AI models are constantly evolving, with new versions released frequently. Human-AI interaction guidelines encourage notifying users about changes in model capabilities, ideally supported by thorough benchmarking. However, as AI systems integrate into domain-specific workflows, exhaustive benchmarking can become impractical, often resulting in silent or minimally communicated updates. This raises critical questions: Can users notice these updates? What cues do they rely on to distinguish between models? How do such changes affect their behavior and task performance? We address these questions through two studies in the context of facial recognition for historical photo identification: an online experiment examining users' ability to detect model updates, followed by a diary study exploring perceptions in a real-world deployment. Our findings highlight challenges in noticing AI model updates, their impact on downstream user behavior and performance, and how they lead users to develop divergent folk theories. Drawing on these insights, we discuss strategies for effectively communicating model updates in AI-infused systems.

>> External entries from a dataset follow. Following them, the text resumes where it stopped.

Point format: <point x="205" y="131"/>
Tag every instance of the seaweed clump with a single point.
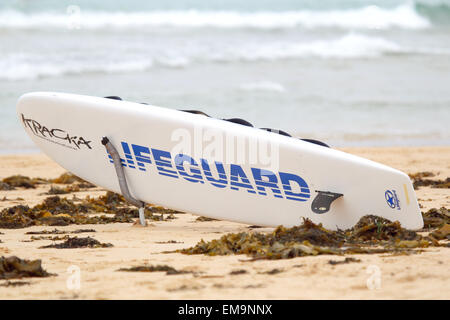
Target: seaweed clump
<point x="13" y="268"/>
<point x="54" y="211"/>
<point x="57" y="211"/>
<point x="69" y="178"/>
<point x="370" y="235"/>
<point x="75" y="242"/>
<point x="19" y="181"/>
<point x="436" y="218"/>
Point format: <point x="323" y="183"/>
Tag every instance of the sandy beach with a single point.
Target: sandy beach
<point x="418" y="276"/>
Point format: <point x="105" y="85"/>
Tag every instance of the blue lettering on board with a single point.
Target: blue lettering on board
<point x="195" y="173"/>
<point x="222" y="181"/>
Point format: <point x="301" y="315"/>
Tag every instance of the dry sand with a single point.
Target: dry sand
<point x="420" y="276"/>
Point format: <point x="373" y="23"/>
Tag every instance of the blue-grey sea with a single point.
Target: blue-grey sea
<point x="348" y="72"/>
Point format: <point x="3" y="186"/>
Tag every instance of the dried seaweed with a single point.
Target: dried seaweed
<point x="14" y="268"/>
<point x="14" y="283"/>
<point x="158" y="268"/>
<point x="237" y="272"/>
<point x="436" y="218"/>
<point x="419" y="181"/>
<point x="68" y="189"/>
<point x="370" y="235"/>
<point x="19" y="181"/>
<point x="442" y="233"/>
<point x="274" y="271"/>
<point x="69" y="178"/>
<point x="76" y="242"/>
<point x="202" y="219"/>
<point x="57" y="211"/>
<point x="56" y="231"/>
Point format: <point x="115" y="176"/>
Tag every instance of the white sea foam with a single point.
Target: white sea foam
<point x="370" y="17"/>
<point x="263" y="86"/>
<point x="351" y="46"/>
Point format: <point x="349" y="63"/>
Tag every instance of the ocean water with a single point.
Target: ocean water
<point x="348" y="72"/>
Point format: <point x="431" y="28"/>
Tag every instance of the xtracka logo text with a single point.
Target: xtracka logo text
<point x="55" y="133"/>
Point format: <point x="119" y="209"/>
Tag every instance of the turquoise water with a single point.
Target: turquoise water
<point x="363" y="73"/>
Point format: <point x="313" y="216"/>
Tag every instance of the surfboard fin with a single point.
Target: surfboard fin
<point x="123" y="181"/>
<point x="323" y="200"/>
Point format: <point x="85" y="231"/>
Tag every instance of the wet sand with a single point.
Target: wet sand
<point x="418" y="276"/>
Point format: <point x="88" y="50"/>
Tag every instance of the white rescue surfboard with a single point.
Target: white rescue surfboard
<point x="215" y="168"/>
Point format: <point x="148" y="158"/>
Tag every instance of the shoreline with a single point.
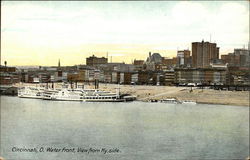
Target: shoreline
<point x="146" y="93"/>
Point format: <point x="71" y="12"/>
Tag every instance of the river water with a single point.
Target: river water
<point x="130" y="131"/>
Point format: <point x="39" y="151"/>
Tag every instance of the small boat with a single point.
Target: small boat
<point x="104" y="96"/>
<point x="30" y="92"/>
<point x="63" y="95"/>
<point x="188" y="102"/>
<point x="171" y="100"/>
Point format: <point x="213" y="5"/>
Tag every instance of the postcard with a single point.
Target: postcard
<point x="124" y="80"/>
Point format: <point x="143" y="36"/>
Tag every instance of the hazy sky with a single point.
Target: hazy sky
<point x="39" y="33"/>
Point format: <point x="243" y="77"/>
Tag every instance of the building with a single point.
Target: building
<point x="206" y="76"/>
<point x="203" y="53"/>
<point x="169" y="62"/>
<point x="153" y="61"/>
<point x="94" y="61"/>
<point x="183" y="58"/>
<point x="239" y="58"/>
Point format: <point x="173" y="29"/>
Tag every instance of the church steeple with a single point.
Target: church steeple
<point x="59" y="64"/>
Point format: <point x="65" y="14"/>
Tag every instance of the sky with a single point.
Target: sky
<point x="42" y="32"/>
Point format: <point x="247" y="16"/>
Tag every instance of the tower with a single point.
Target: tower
<point x="59" y="65"/>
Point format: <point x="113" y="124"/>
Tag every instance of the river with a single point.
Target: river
<point x="129" y="131"/>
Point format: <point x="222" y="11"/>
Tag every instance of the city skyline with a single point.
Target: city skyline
<point x="40" y="33"/>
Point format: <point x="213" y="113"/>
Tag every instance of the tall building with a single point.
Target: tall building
<point x="203" y="53"/>
<point x="239" y="58"/>
<point x="93" y="61"/>
<point x="183" y="58"/>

Paper Structure (49 sections, 4 figures, 5 tables)

This paper contains 49 sections, 4 figures, 5 tables.

Figures (4)

  • Figure 6: Participants perceived the new model to be more accurate compared to the old model despite moderate absolute accuracy ratings. The mean is denoted by the red dots in the boxplots.

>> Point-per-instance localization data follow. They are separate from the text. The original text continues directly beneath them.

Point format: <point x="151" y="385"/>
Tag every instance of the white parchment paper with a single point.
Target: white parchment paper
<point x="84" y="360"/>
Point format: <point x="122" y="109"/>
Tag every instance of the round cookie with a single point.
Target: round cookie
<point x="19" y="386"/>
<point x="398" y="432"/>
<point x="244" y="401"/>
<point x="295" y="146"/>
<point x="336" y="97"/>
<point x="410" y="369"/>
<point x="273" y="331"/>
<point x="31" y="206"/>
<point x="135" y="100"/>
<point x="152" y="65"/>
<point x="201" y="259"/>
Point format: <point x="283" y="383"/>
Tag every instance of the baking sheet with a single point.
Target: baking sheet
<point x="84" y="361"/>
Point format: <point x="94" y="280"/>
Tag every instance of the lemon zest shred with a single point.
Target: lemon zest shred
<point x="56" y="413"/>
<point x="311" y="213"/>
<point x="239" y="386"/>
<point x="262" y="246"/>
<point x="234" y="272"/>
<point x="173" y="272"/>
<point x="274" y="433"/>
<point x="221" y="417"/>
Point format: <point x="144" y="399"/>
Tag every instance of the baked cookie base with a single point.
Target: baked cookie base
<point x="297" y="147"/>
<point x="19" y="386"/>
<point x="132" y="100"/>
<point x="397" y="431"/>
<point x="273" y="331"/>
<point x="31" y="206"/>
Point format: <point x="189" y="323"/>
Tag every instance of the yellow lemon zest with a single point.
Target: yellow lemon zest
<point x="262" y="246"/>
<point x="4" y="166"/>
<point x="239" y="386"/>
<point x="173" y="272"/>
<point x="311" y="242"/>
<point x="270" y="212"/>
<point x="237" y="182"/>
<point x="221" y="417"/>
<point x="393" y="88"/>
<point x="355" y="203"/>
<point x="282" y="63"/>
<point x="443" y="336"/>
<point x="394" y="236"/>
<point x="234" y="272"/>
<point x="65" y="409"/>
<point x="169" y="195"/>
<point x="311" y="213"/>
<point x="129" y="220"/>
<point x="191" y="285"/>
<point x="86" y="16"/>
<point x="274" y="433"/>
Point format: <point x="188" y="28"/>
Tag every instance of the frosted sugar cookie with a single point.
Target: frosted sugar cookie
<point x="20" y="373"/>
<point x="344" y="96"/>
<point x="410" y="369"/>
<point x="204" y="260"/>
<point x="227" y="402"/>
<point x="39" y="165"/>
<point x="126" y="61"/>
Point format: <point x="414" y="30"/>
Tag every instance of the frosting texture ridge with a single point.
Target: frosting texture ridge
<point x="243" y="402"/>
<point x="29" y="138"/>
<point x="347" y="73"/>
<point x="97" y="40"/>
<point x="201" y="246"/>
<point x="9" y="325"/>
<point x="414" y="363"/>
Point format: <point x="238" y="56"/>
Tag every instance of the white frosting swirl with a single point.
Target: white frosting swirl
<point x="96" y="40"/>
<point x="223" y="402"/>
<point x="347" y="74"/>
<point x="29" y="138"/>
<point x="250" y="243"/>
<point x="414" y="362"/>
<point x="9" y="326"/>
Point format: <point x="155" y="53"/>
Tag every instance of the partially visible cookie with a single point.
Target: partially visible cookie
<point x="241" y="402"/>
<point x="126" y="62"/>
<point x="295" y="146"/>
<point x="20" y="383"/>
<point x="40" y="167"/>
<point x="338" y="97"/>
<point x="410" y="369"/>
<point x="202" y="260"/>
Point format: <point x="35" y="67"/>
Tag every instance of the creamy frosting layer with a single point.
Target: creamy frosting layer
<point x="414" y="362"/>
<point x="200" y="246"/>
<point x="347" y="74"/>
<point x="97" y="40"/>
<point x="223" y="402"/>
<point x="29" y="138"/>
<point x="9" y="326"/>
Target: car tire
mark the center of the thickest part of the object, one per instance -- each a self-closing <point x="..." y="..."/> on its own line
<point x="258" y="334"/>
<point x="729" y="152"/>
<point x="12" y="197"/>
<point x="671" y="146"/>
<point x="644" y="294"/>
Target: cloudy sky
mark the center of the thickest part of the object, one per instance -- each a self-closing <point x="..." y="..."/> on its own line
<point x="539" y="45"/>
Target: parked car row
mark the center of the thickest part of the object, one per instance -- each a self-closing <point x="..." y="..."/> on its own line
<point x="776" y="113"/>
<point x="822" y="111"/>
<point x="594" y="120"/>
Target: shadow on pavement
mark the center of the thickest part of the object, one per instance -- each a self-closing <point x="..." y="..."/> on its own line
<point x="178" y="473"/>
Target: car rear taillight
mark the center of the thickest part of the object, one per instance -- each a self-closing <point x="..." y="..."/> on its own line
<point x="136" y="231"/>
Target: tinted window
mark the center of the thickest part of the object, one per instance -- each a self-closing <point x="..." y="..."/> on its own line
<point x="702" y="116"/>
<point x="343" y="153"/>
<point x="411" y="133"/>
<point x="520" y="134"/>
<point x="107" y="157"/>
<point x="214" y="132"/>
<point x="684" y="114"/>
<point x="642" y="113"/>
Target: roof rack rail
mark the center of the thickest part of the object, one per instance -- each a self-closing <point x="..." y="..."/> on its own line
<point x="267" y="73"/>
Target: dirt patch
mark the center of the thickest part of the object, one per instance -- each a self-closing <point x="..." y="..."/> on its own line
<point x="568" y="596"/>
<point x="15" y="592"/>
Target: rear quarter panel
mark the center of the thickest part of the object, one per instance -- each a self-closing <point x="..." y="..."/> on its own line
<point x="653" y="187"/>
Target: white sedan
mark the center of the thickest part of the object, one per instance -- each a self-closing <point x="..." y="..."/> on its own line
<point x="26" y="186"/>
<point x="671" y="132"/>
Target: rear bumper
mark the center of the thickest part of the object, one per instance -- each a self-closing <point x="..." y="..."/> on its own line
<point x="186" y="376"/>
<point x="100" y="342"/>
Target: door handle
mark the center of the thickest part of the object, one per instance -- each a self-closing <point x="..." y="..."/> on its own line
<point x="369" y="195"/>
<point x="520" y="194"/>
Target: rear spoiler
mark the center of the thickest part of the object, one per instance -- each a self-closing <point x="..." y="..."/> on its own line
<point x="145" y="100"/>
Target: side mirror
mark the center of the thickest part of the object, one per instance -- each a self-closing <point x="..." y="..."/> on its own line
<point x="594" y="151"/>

  • Figure 7: Factors influencing perceived accuracy. The plot shows effect size estimates (in units of perceived accuracy) for various factors. Positive factors such as facial match responses ($\beta = 23.54$, meaning that each additional facial match response increases perceived accuracy by 23.54 points) and replica responses ($\beta = 16.68$) had the largest impact on increasing perceived accuracy. In contrast, different person responses decreased accuracy ($\beta = -7.08$, meaning each additional response of this type reduces perceived accuracy by 7.08 points). Scrolling through more search results ($\beta = -4.75$) and time spent on the search page ($\beta = -6.29$) negatively impacted perceptions, while the number of search results retrieved had a small positive effect ($\beta = 5.97$). Stars next to effect sizes denote statistical significance, with *** indicating $p < 0.001$, ** indicating $p < 0.01$, and * indicating $p < 0.05$.
  • Figure 8: Comparison of search results retrieved by the old model (a) and the new model (b). The old model retrieved a significantly larger number of results (598) compared to the new model (28). In addition to fewer results, the new model presents different people, suggesting improvements in the relevance of the results retrieved.
  • Figure 9: (a) Model Preferences of Users and (b) Usefulness Scores for Old and New Models in the Diary Study.